书院里都是些名门贵族,或是有钱人家的公子小姐,他们也许真的没有其他恶意,只是第一次见面,大家下意识的会画个圈,而花夕拾姐妹二人,明显就不是他们这个圈子里头的人。
“明日就要考试了,有心事吗?”花夕拾问柳问雅。
柳问雅怔了怔,沉默了一会儿,摇了摇头:“没有。”
两人一人在窗外,一人在屋内,静静的聊着天,只有夜里的微风和月光,轻轻的洒在她们身上。
“是吗?那怎么还不睡?”花夕拾笑了笑,这个时辰,参加乡试的学子们,要么还在熬夜苦读,要么便已经休息,以最好的精神面对明日乡试。
像她和柳问雅两人这样既不睡觉,也不看书的人,实在是少。
“你不也没睡?”柳问雅反问。
花夕拾轻轻叹了口气:“睡不着罢了,书也看不进去。
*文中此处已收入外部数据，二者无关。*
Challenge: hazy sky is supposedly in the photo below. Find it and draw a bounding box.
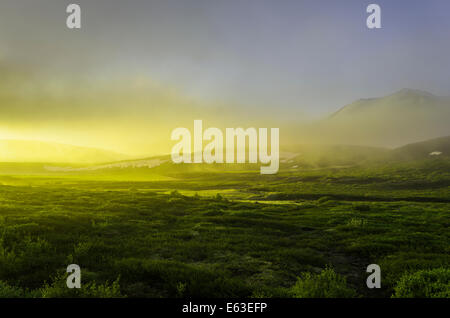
[0,0,450,154]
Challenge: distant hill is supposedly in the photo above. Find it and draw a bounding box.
[313,89,450,147]
[391,136,450,160]
[0,140,129,163]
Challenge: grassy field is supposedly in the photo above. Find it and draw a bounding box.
[0,159,450,297]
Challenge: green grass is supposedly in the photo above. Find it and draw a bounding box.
[0,161,450,297]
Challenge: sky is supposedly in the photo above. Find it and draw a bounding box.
[0,0,450,154]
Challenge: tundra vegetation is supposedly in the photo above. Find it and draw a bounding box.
[0,158,450,297]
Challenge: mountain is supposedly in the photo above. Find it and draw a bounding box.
[311,89,450,147]
[0,140,128,163]
[391,136,450,160]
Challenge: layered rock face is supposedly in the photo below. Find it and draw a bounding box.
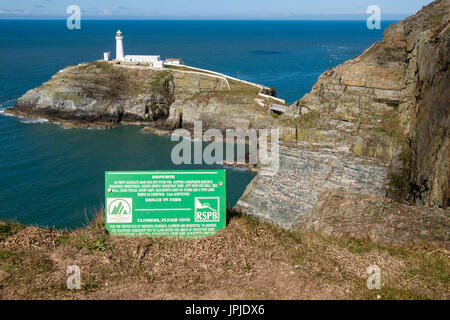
[238,1,450,238]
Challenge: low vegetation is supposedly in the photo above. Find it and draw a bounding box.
[0,210,450,299]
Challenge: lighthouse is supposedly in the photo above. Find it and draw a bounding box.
[116,30,125,61]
”
她心想着,难道柳问雅和她一样,都有考前焦虑症吗?
柳问雅这倒是觉得稀奇了:“你竟也有看不进书的时候?”
“很奇怪吗?”花夕拾倒有些不以为然,或许平日里,大家对她的印象实在是太用功了罢?
“早些睡吧,明日祝你顺利。”柳问雅温和的眉眼,带着笑意,在月夜下格外的美丽。
“你也一样。”花夕拾点了点头,朝她挥了挥手便离开了。
柳问雅在身后,看着花夕拾离开的身影渐行渐远后,这才关上了窗。
花夕拾离开后,也没有立刻回房间去,她挺想找人聊会天的,但是书院里都是明天要参加乡试的学生,找谁都不合适,谁都不能打扰。
柳儿身体不太好,这么晚了,夜里头凉,不可能陪着她坐在外头聊天,但是在寝房里,又容易吵到他人。
花夕拾便只好坐在了院子里,一个人赏着月,想着明日的乡试,她毕竟没参加过古代的科考,不知道乡试的试题难度如何,心里头总归不太有底的。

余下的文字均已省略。